The ETF in question is LQD, the $56 billion portfolio of U.S. dollar-denominated, investment grade corporate bonds. Its ticker, LQD, evokes–not by coincidence!–the word “liquid”, as this ETF is designed as an inexpensive, easy-to-trade access product to a longer-maturity investment-grade corporate bond portfolio. Indeed, it’s succeeded in that regard: over the past year, LQD trades approximately 13 million shares per day on average, which is equivalent to approximately $1.7 billion in market value. It’s a useful tool for individual accounts and smaller institutions alike.
As for many other equities, options contracts are available on LQD. This part of the options market is pretty sleepy, though. LQD, underpinned by its high-grade corporate bond holdings, isn’t the most volatile stock, and options volumes are generally pretty listless.
This past week, however, something jumped out at us. Every day, the Options Clearing Corporation (OCC) publishes its open interest statistics–these tell us, by strike and expiry date, how many options contracts are outstanding. We watch these (and other) reports to get a sense for market flows and positioning. From our monitors, we saw that a huge trade went through in options on LQD. This activity sticks out clearly on the graph below, which shows open interest in LQD options contracts.
Whoa! In a market where five or ten thousand contracts is a large position, someone traded approximately two hundred twenty thousand puts for expiry 16th October 2020, at each of the 129 and 134 strikes.
Why does this matter? These are large trades not only in the context of the options market, but–more importantly–these are large trades in the context of the trading activity of the underlying fund! Each options contract controls one hundred shares, so if these options are in-the-money come expiry day, over twenty-two million shares of LQD will be deliverable in the contracts. That’s 1.7 times the recent average daily trading volume. LQD is liquid–but it’s not that liquid!

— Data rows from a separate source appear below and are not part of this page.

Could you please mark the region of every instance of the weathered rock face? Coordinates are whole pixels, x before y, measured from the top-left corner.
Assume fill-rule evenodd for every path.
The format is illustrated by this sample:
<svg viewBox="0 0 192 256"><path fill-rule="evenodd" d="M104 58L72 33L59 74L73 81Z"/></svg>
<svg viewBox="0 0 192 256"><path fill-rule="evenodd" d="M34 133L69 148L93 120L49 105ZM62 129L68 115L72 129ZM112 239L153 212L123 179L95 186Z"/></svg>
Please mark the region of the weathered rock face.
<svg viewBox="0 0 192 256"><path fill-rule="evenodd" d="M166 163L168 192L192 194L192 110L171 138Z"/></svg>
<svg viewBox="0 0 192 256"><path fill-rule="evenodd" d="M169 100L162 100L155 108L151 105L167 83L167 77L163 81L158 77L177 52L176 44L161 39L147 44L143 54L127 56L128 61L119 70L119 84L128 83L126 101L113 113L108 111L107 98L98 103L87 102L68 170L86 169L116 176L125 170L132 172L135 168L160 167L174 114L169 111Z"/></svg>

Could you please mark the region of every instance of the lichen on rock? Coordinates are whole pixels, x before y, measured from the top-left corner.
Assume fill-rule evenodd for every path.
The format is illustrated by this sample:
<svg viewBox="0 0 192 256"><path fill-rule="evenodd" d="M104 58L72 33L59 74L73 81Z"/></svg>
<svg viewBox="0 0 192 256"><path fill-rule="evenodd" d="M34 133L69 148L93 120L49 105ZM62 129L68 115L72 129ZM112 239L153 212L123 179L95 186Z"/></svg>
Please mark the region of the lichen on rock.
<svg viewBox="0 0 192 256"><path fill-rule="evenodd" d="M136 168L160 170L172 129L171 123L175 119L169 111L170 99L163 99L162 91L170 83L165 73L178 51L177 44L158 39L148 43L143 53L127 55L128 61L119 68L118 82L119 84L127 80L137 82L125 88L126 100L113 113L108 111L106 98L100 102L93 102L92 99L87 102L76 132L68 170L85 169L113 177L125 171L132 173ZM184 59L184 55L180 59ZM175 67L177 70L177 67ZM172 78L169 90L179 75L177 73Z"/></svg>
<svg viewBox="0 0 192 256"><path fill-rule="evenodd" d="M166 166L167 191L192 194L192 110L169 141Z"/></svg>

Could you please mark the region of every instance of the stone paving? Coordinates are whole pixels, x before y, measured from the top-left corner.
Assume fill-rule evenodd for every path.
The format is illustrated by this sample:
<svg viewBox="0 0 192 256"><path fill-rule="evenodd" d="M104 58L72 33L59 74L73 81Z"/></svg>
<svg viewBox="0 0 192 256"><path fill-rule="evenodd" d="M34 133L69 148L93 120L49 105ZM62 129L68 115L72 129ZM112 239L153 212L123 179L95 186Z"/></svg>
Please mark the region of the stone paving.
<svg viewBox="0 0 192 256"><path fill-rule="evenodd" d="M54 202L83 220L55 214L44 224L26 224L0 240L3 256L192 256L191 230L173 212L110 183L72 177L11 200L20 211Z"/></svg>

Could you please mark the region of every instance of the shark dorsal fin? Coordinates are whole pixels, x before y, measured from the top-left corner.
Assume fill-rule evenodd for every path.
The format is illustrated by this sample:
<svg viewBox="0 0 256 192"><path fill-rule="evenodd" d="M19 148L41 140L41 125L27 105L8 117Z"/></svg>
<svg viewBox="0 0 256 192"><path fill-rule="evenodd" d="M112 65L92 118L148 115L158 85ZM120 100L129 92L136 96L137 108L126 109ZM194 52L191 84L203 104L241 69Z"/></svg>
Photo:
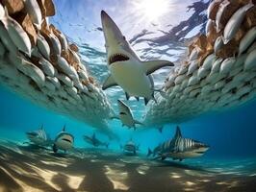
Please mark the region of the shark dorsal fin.
<svg viewBox="0 0 256 192"><path fill-rule="evenodd" d="M95 138L96 138L96 134L95 134L95 132L93 132L92 139L95 139Z"/></svg>
<svg viewBox="0 0 256 192"><path fill-rule="evenodd" d="M65 132L65 124L64 125L63 132Z"/></svg>
<svg viewBox="0 0 256 192"><path fill-rule="evenodd" d="M177 139L177 138L180 138L180 137L182 137L182 134L181 134L180 127L177 126L174 138Z"/></svg>

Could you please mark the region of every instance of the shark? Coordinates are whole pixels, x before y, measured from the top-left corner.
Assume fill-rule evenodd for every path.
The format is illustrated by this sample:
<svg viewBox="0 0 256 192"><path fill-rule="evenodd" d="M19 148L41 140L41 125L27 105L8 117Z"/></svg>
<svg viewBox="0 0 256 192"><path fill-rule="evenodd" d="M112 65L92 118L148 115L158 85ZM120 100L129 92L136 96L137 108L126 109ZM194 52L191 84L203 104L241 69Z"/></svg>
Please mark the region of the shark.
<svg viewBox="0 0 256 192"><path fill-rule="evenodd" d="M101 11L101 22L110 70L102 89L119 85L124 90L127 100L132 96L137 100L142 97L145 105L149 100L156 101L154 91L162 90L155 89L151 74L162 67L174 64L165 60L142 61L117 25L104 11Z"/></svg>
<svg viewBox="0 0 256 192"><path fill-rule="evenodd" d="M105 146L106 148L109 148L109 143L97 139L95 132L91 136L84 135L84 140L94 147Z"/></svg>
<svg viewBox="0 0 256 192"><path fill-rule="evenodd" d="M53 152L57 153L58 150L64 152L72 150L74 145L74 136L71 133L65 132L65 126L64 126L62 132L60 132L53 144Z"/></svg>
<svg viewBox="0 0 256 192"><path fill-rule="evenodd" d="M131 108L124 104L121 100L117 100L119 114L113 116L112 119L119 119L122 122L122 126L126 126L129 129L134 128L136 130L136 124L143 125L140 121L134 119Z"/></svg>
<svg viewBox="0 0 256 192"><path fill-rule="evenodd" d="M182 137L180 128L176 128L175 135L172 139L169 139L159 146L156 150L157 157L162 160L166 157L170 157L173 160L182 161L185 158L192 158L203 156L206 151L210 149L210 146L193 140L192 138ZM155 150L154 150L155 151ZM150 149L148 150L147 156L155 155Z"/></svg>

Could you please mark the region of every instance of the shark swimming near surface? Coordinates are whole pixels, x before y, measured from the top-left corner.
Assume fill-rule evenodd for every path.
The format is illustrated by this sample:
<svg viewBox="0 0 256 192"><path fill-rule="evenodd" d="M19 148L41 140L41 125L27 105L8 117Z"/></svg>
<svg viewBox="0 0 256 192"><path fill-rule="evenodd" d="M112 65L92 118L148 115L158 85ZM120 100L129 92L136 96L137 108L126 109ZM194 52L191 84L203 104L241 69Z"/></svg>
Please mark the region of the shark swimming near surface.
<svg viewBox="0 0 256 192"><path fill-rule="evenodd" d="M209 145L202 142L182 137L180 128L176 128L176 133L172 139L169 139L155 148L154 152L148 150L147 156L157 154L155 159L161 158L162 160L170 157L173 160L179 159L182 161L185 158L192 158L201 156L208 151Z"/></svg>
<svg viewBox="0 0 256 192"><path fill-rule="evenodd" d="M127 100L131 96L137 99L143 97L145 105L149 100L155 100L156 89L150 74L162 67L174 64L165 60L142 61L116 24L104 11L101 11L101 22L106 42L107 62L111 73L102 88L119 85L125 91Z"/></svg>

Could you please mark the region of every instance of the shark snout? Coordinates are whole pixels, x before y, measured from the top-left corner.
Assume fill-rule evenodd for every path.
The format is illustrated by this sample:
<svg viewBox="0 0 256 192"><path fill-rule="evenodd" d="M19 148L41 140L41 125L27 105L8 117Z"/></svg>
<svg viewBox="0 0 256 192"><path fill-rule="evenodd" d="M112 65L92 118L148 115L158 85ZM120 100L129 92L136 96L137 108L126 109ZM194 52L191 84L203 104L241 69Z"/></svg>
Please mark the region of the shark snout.
<svg viewBox="0 0 256 192"><path fill-rule="evenodd" d="M104 10L101 11L100 15L101 19L105 19L105 17L110 17Z"/></svg>
<svg viewBox="0 0 256 192"><path fill-rule="evenodd" d="M103 27L110 27L114 21L105 11L101 11L101 22Z"/></svg>
<svg viewBox="0 0 256 192"><path fill-rule="evenodd" d="M26 134L28 136L38 136L38 133L37 132L26 132Z"/></svg>

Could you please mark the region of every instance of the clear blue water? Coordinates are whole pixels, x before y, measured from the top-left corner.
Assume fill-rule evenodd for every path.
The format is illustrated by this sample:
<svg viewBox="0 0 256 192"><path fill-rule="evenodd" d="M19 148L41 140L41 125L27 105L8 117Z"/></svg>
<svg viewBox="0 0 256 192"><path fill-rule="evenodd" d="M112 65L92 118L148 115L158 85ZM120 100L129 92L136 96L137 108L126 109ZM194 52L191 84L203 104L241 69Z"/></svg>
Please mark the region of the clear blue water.
<svg viewBox="0 0 256 192"><path fill-rule="evenodd" d="M93 129L89 125L74 119L54 113L39 108L27 100L0 88L0 137L23 142L25 132L37 130L41 124L51 137L66 124L67 131L75 136L75 147L90 147L82 138L83 134L92 134ZM247 158L256 156L255 142L256 103L222 111L209 113L192 121L180 124L185 137L194 138L211 146L211 149L201 158ZM118 133L120 141L111 141L110 148L119 151L119 143L124 143L131 137L141 144L141 153L146 154L147 148L153 148L158 143L174 135L176 125L166 125L163 133L156 129L146 131L128 131L119 122L113 122L111 128ZM97 135L108 140L103 134Z"/></svg>
<svg viewBox="0 0 256 192"><path fill-rule="evenodd" d="M164 0L167 2L167 9L155 18L140 7L141 2L145 0L54 0L56 15L49 18L49 22L61 30L70 43L78 45L82 62L99 84L109 73L101 10L115 20L142 60L165 59L178 65L180 59L184 58L187 43L205 31L210 0ZM157 7L154 9L150 12L156 12ZM166 69L154 73L157 88L161 87L168 73ZM116 99L125 100L120 88L111 88L105 93L115 110ZM143 102L129 101L127 104L135 118L141 119L145 109ZM176 124L165 125L161 133L154 127L128 130L119 121L113 120L109 122L110 128L119 140L109 140L90 125L38 107L2 86L1 83L0 107L0 191L5 191L5 187L8 191L30 191L31 186L42 190L49 187L49 191L56 191L60 186L63 191L72 191L69 188L72 184L78 184L73 188L86 191L95 191L98 187L101 191L113 191L116 183L120 185L117 187L131 187L131 191L144 191L144 180L153 191L176 191L176 188L198 191L198 187L203 187L204 191L210 189L209 186L213 191L220 188L225 191L238 185L252 191L250 187L255 186L255 100L236 108L208 112L180 123L184 137L199 140L211 147L201 157L182 162L160 162L145 156L148 148L153 149L173 137ZM51 149L35 150L24 144L28 141L25 132L38 130L41 125L52 139L65 125L66 132L74 135L74 147L85 150L83 153L60 155L52 153ZM110 150L90 149L83 135L92 135L93 132L100 140L110 143ZM139 154L141 156L124 156L120 144L131 138L140 145ZM121 180L117 180L115 183L116 179ZM243 189L234 188L245 191Z"/></svg>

If LQD’s price is far-enough away from 134 and 129 as we approach mid-October, this options position shouldn’t have a large impact on the price of LQD. However, if we’re close to 134 or 129, LQD may see a flurry of trading activity as options holders hedge their positions. Dale Rosenthal characterizes this potential activity in his 2018 book as “pin risk”, or “the unusually-high probability of options to expire at [their] strike price”. He states that the price impact of the most-active hedgers, if they are owners of the contracts, will tend to push the underlying towards the strike. Similarly, if the most-active hedgers have shorted these contracts, their activity will tend to push the underlying away from the strike.

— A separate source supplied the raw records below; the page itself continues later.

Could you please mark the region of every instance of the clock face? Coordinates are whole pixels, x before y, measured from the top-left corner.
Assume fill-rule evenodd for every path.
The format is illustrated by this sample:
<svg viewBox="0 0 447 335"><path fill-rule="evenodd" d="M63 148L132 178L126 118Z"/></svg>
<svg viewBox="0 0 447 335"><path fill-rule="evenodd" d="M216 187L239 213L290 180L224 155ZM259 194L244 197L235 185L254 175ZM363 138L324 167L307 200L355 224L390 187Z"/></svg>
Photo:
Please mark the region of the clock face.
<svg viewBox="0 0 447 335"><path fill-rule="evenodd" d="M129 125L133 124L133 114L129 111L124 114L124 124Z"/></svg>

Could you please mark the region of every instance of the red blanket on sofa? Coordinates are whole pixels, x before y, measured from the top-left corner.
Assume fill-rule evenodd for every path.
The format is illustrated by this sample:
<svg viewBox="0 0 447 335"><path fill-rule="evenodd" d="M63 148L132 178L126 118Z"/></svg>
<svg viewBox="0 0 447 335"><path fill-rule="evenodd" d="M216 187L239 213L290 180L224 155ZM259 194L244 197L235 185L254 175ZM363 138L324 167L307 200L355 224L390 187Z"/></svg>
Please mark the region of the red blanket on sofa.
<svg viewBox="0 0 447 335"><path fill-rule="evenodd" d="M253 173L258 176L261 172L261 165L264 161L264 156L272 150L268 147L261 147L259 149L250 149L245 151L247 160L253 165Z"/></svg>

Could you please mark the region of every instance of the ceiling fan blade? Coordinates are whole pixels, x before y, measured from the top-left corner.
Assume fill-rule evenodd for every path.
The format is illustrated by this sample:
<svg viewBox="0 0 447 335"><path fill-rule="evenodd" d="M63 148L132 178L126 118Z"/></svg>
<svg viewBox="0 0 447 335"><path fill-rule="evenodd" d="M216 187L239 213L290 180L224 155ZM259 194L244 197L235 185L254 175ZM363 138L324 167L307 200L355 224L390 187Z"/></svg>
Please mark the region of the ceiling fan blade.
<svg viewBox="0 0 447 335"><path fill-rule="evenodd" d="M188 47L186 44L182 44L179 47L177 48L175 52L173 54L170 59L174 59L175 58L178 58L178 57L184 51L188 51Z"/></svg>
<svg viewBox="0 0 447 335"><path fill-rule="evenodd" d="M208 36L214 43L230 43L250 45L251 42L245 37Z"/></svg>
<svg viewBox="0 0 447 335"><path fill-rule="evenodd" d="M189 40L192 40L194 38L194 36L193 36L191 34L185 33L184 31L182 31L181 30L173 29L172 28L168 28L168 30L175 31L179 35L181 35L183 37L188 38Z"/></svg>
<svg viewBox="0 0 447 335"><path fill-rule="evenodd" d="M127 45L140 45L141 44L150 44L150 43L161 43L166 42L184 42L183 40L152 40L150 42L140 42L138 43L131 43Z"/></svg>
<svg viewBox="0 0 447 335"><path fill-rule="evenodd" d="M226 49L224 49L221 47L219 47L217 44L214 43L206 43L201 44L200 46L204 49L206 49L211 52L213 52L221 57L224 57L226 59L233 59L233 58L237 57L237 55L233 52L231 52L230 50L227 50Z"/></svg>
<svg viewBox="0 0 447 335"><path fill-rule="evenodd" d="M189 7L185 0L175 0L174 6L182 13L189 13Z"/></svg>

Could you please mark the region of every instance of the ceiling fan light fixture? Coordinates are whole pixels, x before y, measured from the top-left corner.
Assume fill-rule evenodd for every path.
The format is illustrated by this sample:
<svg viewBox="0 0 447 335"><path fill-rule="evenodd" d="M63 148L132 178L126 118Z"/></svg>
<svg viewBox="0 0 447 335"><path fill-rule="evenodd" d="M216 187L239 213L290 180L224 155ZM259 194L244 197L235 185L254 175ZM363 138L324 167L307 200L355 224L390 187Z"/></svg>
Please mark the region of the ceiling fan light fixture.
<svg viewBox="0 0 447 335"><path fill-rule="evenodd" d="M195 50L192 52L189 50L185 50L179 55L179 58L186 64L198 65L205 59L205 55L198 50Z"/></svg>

Our guess here is that the most-active hedgers sold the 134-strike contracts and bought the 129-strike contracts. As we approach expiry, we’d expect LQD’s price action to be volatile around 134, and muted around 129.
These options contracts affect a large number of LQD shares, to be sure, but LQD’s size still pales in comparison to the entire corporate bond market. Its index, the iBoxx USD Liquid Investment Grade Index, covers a market value north of $1 trillion, making LQD just a small portfolio of the outstanding market size. Options on 22 million shares of LQD translates to roughly $3 billion in corporate bonds–a mere speck in the context of its index. Furthermore, ETFs have share-creation and -redemption features that market makers can use to manage their inventories and provide the liquidity they need to meet the requirements of options deliveries.

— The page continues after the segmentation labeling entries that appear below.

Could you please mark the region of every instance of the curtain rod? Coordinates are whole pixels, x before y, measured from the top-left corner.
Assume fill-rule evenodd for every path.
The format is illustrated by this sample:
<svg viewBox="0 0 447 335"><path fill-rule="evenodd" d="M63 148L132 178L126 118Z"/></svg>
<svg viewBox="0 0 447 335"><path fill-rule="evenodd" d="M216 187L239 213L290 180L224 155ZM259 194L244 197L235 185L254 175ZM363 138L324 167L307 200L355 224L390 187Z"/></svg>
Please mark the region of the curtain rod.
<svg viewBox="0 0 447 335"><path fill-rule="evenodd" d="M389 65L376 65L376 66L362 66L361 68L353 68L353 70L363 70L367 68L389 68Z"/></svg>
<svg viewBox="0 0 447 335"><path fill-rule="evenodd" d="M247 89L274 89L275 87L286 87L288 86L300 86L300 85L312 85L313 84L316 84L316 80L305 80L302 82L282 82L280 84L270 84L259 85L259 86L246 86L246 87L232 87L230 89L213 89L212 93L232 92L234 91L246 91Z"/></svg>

This big options trade may be nothing more than a fun cocktail-party fact. But we’ll be watching LQD, and these contracts. If the options are still open, and LQD is close to the strike prices, expect to see an effect around October 16th.
Reference: Rosenthal, Dale W.R., “A Quantitative Primer on Investments with R”, Chicago: Q36 LLC, 2018. www.q36llc.com/think. This is a great reference on a number of finance topics, taken through a quantitative lens, with numerous programming examples and exercises.